A merchant sells phone cases out of a stall. She has run that stall for six years, moves a steady volume of small transactions through us every week, pays her suppliers on time, and has never missed a settlement. Walk her into a bank and ask for a working-capital line and the answer is no, because the credit bureau has never heard of her. No file. No score. No story the bank’s underwriting system knows how to read.
There are hundreds of thousands of merchants like her on the platform. We had years of their transaction history sitting in our own systems. The pitch was obvious: build a scoring model on the data we already hold, turn it into an API, and sell that score to banking partners who want the lending volume but cannot underwrite a thin-file borrower. The pitch was easy. The model was easy. Everything after the model was the hard year.

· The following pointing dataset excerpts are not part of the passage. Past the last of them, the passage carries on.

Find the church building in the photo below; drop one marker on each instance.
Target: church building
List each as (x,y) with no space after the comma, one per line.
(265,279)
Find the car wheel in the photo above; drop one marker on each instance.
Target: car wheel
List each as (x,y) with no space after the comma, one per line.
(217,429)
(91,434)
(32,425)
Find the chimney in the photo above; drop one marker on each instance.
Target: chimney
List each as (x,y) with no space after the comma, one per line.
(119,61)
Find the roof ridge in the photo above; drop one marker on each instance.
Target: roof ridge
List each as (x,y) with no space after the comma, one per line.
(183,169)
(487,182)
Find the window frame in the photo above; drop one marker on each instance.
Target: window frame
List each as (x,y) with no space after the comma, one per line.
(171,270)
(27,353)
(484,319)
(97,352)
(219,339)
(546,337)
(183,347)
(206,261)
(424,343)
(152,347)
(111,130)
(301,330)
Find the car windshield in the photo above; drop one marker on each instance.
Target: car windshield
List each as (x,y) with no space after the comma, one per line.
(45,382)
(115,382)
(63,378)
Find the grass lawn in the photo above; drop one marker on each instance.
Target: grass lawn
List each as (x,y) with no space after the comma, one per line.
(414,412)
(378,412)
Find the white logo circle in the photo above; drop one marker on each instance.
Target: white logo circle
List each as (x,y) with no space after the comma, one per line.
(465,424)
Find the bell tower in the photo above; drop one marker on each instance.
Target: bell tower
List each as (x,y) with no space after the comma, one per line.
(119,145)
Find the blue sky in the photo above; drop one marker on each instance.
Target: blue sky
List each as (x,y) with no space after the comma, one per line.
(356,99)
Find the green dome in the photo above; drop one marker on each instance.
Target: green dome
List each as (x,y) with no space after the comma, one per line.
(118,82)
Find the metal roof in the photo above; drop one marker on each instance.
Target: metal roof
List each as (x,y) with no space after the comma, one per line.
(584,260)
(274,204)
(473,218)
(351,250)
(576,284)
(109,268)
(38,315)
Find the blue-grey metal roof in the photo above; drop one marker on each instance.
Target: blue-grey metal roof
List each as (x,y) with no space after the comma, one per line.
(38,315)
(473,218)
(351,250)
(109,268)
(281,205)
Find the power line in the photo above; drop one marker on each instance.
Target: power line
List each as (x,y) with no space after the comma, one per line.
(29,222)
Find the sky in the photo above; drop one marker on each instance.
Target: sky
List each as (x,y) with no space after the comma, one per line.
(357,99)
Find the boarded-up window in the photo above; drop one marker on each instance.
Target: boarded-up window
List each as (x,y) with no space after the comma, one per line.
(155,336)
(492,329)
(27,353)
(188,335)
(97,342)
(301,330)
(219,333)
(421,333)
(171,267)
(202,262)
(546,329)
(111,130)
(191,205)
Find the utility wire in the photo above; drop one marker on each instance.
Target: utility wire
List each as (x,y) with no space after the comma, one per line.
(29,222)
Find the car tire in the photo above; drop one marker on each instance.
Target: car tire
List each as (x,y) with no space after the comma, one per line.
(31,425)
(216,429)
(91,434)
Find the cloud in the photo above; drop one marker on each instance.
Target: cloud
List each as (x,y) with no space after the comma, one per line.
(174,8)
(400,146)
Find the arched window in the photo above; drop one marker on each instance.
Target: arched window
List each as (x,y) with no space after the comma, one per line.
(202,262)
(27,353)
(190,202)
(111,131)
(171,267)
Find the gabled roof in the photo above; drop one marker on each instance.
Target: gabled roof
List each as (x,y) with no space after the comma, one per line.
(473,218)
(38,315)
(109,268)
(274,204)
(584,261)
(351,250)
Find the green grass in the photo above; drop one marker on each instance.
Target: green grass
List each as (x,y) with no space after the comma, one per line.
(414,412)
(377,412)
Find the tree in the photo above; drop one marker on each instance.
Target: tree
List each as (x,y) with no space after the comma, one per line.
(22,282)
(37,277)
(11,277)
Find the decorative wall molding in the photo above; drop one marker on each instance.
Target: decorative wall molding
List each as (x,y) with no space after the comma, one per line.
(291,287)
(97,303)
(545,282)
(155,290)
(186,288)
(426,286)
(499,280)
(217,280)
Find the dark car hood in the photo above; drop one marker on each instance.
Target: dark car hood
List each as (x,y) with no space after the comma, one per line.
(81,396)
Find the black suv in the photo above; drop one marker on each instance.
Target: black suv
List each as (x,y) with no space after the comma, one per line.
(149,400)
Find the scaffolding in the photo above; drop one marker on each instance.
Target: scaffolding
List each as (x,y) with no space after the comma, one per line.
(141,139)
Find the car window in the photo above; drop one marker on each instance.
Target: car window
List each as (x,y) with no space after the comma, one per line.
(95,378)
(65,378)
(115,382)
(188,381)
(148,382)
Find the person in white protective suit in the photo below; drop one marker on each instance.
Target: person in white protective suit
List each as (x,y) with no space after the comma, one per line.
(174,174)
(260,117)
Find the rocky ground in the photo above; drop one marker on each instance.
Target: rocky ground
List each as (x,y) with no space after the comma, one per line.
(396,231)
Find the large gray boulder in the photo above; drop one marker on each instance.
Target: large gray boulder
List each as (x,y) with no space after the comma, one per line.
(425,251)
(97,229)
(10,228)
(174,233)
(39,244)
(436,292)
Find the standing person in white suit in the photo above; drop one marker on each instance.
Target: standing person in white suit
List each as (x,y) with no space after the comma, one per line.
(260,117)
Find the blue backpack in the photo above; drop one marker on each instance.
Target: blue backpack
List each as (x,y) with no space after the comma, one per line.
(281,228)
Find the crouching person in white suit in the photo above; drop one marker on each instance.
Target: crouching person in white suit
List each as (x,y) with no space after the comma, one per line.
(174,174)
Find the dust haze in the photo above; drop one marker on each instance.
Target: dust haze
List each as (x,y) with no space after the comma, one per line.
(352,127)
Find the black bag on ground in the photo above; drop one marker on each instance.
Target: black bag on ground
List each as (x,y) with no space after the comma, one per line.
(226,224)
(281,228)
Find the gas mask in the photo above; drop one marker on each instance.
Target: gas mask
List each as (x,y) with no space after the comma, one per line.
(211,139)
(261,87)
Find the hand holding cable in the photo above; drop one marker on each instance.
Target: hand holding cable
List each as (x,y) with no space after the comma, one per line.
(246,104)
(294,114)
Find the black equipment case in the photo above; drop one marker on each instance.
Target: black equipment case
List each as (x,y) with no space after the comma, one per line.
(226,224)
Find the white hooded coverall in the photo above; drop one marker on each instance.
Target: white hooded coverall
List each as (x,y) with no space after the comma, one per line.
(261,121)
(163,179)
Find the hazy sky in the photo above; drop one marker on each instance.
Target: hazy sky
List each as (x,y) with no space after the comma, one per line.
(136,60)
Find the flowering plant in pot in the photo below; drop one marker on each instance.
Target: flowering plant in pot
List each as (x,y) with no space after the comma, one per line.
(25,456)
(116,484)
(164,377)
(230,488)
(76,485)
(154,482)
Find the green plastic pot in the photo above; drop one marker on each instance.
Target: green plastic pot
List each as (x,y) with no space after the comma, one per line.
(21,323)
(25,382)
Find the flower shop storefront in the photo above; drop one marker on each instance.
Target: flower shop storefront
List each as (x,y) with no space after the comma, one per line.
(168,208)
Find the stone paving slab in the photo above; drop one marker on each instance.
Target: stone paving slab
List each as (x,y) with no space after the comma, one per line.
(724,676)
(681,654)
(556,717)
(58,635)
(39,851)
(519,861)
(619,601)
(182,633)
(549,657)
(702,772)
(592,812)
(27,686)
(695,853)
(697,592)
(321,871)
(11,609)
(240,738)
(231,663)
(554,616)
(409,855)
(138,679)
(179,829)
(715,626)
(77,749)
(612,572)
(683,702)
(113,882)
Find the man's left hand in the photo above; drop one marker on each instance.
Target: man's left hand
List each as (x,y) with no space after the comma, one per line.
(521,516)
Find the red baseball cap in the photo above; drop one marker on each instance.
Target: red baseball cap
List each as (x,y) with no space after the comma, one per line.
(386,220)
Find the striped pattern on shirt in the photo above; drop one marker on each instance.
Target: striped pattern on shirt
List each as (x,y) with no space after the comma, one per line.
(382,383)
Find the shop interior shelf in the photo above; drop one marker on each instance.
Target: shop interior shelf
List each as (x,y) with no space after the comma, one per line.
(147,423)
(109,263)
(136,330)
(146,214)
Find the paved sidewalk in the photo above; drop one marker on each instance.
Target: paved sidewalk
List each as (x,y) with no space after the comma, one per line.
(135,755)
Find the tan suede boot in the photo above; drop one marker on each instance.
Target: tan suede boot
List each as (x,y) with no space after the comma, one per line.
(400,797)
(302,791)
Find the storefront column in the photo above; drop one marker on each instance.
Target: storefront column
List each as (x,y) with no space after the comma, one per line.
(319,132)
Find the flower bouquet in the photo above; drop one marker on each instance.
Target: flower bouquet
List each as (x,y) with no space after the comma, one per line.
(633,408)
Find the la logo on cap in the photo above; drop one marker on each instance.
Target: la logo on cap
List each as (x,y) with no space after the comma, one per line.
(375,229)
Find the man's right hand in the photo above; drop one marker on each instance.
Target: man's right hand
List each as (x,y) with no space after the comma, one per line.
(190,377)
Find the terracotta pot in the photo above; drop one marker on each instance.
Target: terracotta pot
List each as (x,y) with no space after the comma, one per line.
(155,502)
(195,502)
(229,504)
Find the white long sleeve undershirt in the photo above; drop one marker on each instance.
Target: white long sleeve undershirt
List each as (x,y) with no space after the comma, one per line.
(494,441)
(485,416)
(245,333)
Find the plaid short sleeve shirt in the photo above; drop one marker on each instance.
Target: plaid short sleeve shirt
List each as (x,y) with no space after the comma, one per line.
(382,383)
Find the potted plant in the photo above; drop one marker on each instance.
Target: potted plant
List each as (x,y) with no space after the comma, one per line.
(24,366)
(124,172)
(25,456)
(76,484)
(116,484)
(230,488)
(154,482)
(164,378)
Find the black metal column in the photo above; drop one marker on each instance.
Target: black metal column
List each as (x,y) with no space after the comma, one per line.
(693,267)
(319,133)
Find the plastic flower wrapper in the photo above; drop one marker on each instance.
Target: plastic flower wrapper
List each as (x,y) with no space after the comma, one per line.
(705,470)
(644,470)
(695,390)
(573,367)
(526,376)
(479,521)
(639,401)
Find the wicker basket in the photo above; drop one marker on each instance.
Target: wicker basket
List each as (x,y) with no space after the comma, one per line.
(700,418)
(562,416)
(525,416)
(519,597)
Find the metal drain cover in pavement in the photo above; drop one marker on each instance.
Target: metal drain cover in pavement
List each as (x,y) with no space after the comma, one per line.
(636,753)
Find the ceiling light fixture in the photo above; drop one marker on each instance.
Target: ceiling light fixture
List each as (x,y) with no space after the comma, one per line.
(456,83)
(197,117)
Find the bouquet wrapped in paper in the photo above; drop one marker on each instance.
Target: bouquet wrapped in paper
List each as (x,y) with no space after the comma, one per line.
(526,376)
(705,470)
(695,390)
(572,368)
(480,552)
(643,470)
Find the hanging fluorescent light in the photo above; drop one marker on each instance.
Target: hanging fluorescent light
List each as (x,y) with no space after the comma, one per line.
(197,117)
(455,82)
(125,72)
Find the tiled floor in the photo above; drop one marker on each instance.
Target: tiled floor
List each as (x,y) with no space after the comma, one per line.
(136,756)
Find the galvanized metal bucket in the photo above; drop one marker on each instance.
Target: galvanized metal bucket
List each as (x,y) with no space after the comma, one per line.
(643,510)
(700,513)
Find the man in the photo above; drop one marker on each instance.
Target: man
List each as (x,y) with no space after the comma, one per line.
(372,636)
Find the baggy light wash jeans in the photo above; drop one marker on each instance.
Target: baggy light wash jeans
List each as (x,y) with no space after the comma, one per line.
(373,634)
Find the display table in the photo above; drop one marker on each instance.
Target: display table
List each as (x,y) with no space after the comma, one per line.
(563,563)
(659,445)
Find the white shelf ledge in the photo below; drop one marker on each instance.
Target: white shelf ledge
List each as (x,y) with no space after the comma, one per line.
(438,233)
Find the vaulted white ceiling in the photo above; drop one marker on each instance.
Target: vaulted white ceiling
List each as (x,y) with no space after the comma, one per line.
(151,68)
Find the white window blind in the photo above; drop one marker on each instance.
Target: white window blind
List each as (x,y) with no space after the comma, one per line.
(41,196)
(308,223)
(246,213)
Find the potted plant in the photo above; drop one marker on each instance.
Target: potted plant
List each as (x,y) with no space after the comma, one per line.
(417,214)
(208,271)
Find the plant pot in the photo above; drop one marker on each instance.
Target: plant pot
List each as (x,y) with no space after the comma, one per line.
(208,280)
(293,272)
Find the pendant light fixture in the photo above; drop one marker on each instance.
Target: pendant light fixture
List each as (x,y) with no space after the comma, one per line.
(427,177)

The model was the easy part
We built an ensemble. Gradient-boosted trees on the structured transaction features, a neural net on the behavioral and sequence signals, and a thin layer on top that blended the two into one probability of default. The boosting model carried most of the weight, because tabular financial data is what boosting was born for. The net earned its keep on the things trees handle badly: the rhythm of a merchant’s activity over time, the shape of their week, the slow drift of a business that is quietly dying versus one that is just seasonal.
def score(merchant):
x_struct, x_seq = features(merchant) # ~80 tabular, ~30 sequence
p_gbm = gbm.predict_proba(x_struct)
p_net = net.predict_proba(x_seq)
# blend weights came from the holdout, not from a hunch.
# the net only ever moved the needle on thin-history merchants.
return 0.65 * p_gbm + 0.35 * p_net
Accuracy came fast. Within a couple of months the ensemble was separating good from bad borrowers well enough that the lending team wanted to ship it. I told them no. Not because the numbers were soft, but because a number that good with this kind of data is exactly when you should get nervous.
What a regulator actually asks
We took it to a national financial regulator early, before we had a product, because in this market you do not get to ask forgiveness on lending. The first meeting reset my whole sense of the problem.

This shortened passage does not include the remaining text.